Frequently asked questions

How accurate is the token counter?

It's a BPE-approximate estimator that runs entirely in your browser — it mimics how modern tokenizers split words, numbers, punctuation and CJK characters, and is typically within ±10–15% of the real count for English prose. Each provider uses a slightly different tokenizer (o200k, Claude's tokenizer, SentencePiece variants), so even "exact" counts differ between models. For billing-critical work, use the provider's official token-counting endpoint.

Where do the prices come from, and how fresh are they?

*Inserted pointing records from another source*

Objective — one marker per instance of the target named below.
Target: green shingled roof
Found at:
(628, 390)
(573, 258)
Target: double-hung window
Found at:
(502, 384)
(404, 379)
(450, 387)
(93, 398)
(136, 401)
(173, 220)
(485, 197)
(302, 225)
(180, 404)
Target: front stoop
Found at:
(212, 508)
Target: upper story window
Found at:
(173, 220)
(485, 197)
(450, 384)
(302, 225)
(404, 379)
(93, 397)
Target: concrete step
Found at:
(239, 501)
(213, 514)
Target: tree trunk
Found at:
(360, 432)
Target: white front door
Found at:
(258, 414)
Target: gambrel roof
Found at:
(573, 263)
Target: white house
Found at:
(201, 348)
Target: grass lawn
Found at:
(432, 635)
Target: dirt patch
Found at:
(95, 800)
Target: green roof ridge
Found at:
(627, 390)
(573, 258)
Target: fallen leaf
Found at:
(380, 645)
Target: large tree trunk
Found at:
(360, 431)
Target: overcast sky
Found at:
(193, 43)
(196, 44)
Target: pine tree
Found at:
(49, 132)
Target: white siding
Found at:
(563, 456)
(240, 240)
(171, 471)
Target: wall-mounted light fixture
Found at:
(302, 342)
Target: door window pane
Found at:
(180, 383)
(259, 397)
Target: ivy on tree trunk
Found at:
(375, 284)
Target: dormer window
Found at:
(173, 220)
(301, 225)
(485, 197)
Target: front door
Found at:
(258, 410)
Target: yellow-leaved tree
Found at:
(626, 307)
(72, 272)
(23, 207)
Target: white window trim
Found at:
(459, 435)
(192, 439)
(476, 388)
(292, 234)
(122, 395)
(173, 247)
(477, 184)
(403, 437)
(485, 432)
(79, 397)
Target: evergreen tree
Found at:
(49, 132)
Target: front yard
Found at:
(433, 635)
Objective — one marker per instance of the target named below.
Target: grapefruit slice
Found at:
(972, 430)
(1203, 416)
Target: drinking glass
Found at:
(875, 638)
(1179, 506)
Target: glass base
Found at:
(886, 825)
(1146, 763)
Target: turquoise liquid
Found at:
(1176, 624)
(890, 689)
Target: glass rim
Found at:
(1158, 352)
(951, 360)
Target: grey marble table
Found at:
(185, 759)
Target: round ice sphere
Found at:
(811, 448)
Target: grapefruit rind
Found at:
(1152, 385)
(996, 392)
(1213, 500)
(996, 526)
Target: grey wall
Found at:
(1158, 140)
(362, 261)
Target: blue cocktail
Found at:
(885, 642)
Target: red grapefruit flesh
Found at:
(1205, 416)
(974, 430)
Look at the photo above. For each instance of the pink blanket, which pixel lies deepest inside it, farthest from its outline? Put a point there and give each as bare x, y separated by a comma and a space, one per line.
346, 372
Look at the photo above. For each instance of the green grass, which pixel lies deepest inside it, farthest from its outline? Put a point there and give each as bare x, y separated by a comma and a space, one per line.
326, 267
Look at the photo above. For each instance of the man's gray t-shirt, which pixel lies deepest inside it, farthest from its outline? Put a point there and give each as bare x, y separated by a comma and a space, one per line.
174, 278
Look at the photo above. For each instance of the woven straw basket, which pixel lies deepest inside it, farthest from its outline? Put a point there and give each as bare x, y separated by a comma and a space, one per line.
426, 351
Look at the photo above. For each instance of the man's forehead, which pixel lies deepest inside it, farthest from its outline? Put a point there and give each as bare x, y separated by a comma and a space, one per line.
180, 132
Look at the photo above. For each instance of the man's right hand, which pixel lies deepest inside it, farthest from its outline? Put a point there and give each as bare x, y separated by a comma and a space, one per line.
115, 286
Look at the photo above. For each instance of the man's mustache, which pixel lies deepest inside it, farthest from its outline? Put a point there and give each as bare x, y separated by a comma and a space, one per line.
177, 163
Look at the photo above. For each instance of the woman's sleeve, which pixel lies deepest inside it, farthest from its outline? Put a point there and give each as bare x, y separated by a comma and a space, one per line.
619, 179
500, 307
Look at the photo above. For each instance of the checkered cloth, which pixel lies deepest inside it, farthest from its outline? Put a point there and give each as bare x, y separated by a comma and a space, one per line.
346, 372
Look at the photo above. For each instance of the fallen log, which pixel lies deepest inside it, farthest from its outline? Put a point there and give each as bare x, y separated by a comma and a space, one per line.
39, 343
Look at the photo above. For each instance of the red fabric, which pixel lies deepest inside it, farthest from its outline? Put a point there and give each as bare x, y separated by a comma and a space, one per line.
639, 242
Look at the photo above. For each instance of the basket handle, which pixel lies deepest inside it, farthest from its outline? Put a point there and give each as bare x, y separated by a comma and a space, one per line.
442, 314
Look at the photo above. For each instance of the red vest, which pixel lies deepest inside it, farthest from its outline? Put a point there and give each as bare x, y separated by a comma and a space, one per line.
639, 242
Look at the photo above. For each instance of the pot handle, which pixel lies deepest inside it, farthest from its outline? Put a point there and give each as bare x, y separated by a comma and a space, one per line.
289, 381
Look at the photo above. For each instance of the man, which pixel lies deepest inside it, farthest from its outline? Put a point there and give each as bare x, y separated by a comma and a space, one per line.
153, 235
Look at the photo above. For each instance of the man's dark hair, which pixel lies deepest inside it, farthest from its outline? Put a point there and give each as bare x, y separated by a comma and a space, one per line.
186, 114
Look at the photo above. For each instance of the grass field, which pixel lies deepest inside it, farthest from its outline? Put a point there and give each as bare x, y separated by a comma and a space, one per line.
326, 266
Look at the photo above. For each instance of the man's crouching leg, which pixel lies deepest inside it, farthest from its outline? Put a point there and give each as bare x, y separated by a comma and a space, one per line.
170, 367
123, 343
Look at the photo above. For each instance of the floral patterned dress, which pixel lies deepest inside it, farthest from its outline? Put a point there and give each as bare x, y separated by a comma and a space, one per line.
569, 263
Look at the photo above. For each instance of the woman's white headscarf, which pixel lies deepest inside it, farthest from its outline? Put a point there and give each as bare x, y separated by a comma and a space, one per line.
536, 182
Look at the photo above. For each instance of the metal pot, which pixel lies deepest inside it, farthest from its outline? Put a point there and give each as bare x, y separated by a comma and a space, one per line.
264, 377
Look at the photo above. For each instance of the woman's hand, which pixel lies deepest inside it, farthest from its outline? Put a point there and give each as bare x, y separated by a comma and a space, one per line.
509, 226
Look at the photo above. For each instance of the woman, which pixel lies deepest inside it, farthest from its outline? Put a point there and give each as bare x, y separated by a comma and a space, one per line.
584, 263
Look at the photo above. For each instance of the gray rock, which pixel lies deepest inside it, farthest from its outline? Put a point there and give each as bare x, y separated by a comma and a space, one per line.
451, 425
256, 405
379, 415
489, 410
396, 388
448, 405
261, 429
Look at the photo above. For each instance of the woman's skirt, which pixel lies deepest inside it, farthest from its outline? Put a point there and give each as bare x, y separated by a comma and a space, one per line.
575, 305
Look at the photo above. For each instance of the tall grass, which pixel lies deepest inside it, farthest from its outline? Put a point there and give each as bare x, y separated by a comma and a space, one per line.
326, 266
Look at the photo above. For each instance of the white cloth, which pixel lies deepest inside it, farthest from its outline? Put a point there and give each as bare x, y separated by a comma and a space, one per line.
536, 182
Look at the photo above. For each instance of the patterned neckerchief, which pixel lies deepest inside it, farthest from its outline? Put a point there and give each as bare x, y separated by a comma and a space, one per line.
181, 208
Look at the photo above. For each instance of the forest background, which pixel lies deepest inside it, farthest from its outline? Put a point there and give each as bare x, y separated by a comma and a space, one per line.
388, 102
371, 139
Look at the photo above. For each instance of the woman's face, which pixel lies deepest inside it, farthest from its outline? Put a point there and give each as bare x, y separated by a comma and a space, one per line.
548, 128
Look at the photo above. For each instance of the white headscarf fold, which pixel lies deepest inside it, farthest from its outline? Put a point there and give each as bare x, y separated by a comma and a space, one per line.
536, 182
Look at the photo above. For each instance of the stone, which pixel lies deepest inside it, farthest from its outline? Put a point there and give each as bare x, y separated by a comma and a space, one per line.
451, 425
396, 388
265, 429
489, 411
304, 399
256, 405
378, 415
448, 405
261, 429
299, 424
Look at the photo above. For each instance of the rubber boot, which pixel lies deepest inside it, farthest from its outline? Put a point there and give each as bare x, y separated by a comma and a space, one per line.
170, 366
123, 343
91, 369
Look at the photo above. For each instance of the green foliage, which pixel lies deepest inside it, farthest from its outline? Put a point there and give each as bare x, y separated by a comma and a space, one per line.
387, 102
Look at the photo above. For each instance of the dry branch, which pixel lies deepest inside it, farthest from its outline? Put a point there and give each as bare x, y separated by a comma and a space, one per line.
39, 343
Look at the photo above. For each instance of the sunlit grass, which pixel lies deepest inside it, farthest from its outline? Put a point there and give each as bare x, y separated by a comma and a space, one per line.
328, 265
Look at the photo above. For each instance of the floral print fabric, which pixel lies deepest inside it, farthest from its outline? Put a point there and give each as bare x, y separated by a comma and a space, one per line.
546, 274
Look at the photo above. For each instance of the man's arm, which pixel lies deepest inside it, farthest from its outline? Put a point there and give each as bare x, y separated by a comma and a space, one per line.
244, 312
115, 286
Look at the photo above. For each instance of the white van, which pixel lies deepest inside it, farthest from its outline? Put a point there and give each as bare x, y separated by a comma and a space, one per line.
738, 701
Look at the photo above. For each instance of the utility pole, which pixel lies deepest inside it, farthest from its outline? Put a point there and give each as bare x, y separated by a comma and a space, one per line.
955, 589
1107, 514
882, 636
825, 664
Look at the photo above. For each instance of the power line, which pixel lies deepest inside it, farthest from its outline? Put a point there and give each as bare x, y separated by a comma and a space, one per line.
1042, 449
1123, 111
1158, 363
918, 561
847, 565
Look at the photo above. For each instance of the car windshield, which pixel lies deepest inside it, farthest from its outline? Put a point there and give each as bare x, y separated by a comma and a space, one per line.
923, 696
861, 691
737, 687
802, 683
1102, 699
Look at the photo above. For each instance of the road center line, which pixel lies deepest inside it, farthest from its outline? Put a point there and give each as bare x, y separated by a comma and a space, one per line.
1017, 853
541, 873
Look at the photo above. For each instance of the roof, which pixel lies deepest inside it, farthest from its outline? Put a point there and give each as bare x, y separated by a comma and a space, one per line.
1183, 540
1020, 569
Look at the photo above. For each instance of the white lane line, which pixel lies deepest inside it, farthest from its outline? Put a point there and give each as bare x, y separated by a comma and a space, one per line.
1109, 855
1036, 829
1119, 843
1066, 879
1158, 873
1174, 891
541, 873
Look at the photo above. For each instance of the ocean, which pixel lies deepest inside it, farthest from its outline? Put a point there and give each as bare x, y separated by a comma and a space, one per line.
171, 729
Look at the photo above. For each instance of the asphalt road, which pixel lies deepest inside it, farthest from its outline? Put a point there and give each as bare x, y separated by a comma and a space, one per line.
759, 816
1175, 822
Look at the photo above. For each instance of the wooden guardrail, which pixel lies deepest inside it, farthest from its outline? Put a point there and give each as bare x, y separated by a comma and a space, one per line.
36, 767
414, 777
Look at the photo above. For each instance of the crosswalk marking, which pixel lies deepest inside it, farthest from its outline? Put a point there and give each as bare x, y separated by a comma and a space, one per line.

Prices are standard pay-as-you-go API list rates in USD per million tokens, compiled from public provider pricing pages and dated in the badge at the top of the page. They are estimates: providers change rates frequently, and the table excludes batch discounts, cached-input rates, long-context surcharges, and negotiated enterprise pricing. If you spot a stale number, use the "suggest a correction" link under the table.

What is the value score?

Value = our editorial quality estimate (0–100, weighted heavily) divided by your per-request cost at the current slider settings, normalized so the best model in view scores 100. It rewards capable-but-cheap models and updates live as you move the sliders — a model that wins at 400 output tokens may lose at 4,000. Quality estimates are editorial judgments blending public benchmarks and community evals, not an official benchmark.

Why do output tokens cost so much more than input tokens?

Generating a token requires a full forward pass through the model, sequentially, one token at a time — while input tokens are processed in parallel in a single pass. Output is therefore far more compute-intensive per token, and pricing reflects that. Practical upshot: setting a sensible max_tokens and asking for concise answers is one of the highest-leverage cost optimizations available.

How big a context window do I actually need?

Add up: system prompt + conversation history you keep + retrieved documents + the user's message + the maximum response you allow. For a typical chatbot that's 4K–32K tokens; for RAG over long documents, 64K–200K; for whole-codebase or book-length work, 500K+. Note that many models get slower and slightly less accurate near their context limit, and some providers charge premium rates above a threshold — so "fits" isn't the same as "optimal". The finder above highlights the cheapest model that clears your requirement.

How can I cut my LLM bill without changing models?

Five proven levers: (1) trim your system prompt — at 1,000 requests/day, every 100 tokens removed saves ~3M input tokens a month; (2) enable prompt caching for stable prefixes; (3) use batch APIs for anything that can wait an hour (usually 50% off); (4) cap and compress outputs — ask for bullet points, not essays; (5) add a router or cascade so cheap models handle the easy 60–80% of traffic. Observability tools (see sidebar) help you find which prompts are actually burning the budget.

Is my pasted prompt sent anywhere?

No. TokenTally is a fully static page — the tokenizer, calculator, chart and CSV export all run client-side in your browser. There is no backend, no analytics on your prompt text, and nothing is transmitted when you type or paste.

Estimates only. All prices, quality scores and projections on this page are editorial estimates for planning purposes — not quotes, not financial advice, and not affiliated with any model provider. Verify current pricing on each provider's official page before committing to a budget. Affiliate links may earn us a commission at no cost to you.